I walked
Omaha Beach after reading Stephen Ambrose’s
D-Day. The experience stands as one of the best days of my life.
I felt called there on that day.
So much history, heroism, and courage lived on that beachfront.
So many stories I want to taste.
Enter into.
Touch.
I began the day hoping to find something there.
Hoping to enter into the reality of what happened in a more real way.
Leading up to my tour, I had studied maps, listened to stories, read books, and watched movies.
But alas, by day’s end I was let down.
No amount of time spent on the beach could fulfill the yearning to understand, know, touch, and live the significance of June 6, 1944.
Recently I visited the neighborhood I grew up in, a place where a lot of great things happened. But also the place where my soul was torn and wounded. And that was why I went. To seek to understand more clearly what happened there. Before arriving, I peered off into the direction where I knew the house to be. Still miles away, I felt as if I was looking at a map. I know my house is there. And the neighborhood.
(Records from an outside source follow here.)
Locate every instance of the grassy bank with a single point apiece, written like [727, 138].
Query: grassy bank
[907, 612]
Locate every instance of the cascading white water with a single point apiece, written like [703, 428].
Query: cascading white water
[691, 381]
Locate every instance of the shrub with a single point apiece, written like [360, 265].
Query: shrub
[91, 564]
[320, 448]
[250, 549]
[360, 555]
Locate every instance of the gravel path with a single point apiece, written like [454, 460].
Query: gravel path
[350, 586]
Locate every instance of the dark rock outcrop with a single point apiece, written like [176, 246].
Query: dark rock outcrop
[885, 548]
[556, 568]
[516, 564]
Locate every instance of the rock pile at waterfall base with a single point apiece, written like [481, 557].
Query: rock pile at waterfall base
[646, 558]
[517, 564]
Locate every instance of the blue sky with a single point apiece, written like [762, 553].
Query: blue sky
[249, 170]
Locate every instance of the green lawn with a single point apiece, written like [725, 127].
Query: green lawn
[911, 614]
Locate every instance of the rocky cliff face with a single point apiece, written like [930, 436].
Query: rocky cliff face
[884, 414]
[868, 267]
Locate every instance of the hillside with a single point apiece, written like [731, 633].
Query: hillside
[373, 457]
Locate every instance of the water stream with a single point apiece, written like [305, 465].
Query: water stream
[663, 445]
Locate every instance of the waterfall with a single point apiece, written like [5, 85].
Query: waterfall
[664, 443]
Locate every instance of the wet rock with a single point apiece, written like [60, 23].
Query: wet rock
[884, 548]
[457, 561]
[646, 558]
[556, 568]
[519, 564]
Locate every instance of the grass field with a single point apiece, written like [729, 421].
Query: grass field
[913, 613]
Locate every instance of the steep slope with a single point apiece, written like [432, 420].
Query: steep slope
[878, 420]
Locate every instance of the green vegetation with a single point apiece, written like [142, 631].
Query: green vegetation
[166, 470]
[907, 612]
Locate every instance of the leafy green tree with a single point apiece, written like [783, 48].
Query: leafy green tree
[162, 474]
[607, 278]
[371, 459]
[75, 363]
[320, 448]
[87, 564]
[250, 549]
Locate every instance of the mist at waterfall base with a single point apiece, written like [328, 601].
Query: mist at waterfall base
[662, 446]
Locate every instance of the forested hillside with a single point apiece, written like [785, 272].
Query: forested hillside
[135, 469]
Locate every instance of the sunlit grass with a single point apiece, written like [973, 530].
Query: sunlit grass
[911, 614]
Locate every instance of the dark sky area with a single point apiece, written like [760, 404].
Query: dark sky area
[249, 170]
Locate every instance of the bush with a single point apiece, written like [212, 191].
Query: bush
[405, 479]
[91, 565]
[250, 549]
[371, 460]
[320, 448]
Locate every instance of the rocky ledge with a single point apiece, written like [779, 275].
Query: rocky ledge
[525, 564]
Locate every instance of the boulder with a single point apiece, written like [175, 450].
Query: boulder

And the place where I ran with my dog. Then it hit me: This was my own Omaha Beach. The destruction that seared its way through my heart, like a machine gunner’s bullet, happened there. It could all be mapped out. When all was over, I was left bleeding on the beach. Barely able to move and too scared to try.
Revisiting my neighborhood was much like walking in Normandy, France. Hard as I tried and bad as I wanted to, it was impossible to re-enter the past. Vivid memories did return, as well as some healing, but I left knowing I couldn’t bring the past back. Like Norman Maclean at the end of A River Runs Through It, I felt as if I walked the streets like it was the river of connection and redemption.
We each have our own bloody beachfront. The place and time where life was ripped from us. I found myself wondering what it would really be like if we knew one another’s stories well enough to return to each other’s Omaha Beaches; to look upon them with the same awe as I did the battlefields in Normandy. We would recognize the incredible significance of what happened there, when the heart was seared and the vows were made to never open those places back up.